The expansion of Alternative Dispute Resolution (ADR) began in the 1970s as an alternative to adjudication. It has now become institutionalized and is mandatory in many court systems. People utilize ADR for quick case disposition, lower expenses, reduced need for outside parties, and lowered court expense and congestion. The primary types of ADR are negotiation, mediation, arbitration, and hybrid ADR. Negotiation involves two parties resolving their differences through discussion and compromise. Mediation involves a third party helping the parties reach a mutually acceptable solution. Arbitration is a formal ADR method in which the parties agree beforehand that the arbitrator's decision will be final. Hybrid forms of ADR include rent-a-judge programs, med-arb, and minitrials.
The court system is challenged by gender and race. In sexual assault cases, women often experience double victimization. This has been handled through the use of female investigators, officer training, victims' advocates, and rape shield laws. Women are convicted of far fewer crimes than men, possibly because women are less criminally inclined or that the justice system is more forgiving toward women. There are instances where the justice system may be more punitive toward female offenders. Women experience more sympathy from judges and juries, though this has been lessened by sentencing guidelines. Historically, women have been underrepresented in law practice and the judiciary, though there has been a substantial increase in female law students, attorneys, and judges. Minorities comprise a disproportionately large percentage of people arrested and prosecuted, possibly because minorities commit more crimes or because criminal justice policies disproportionately affect minorities.

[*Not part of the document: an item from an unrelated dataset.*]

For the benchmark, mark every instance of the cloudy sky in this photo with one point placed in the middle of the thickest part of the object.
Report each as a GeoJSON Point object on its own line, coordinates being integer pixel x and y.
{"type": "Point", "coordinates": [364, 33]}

Scientific evidence is used increasingly to identify and apprehend criminal suspects. The primary method is DNA fingerprinting which is accepted as a reliable indicator of criminal involvement. DNA fingerprinting has placed focus on wrongful criminal convictions. The primary factors that contribute to wrongful convictions are eyewitness identification, false confessions, jailhouse snitch testimony, misleading forensic science, and prosecutorial misconduct. The court system has also had to deal increasingly with non-traditional issues such as the prosecution of enemy combatants.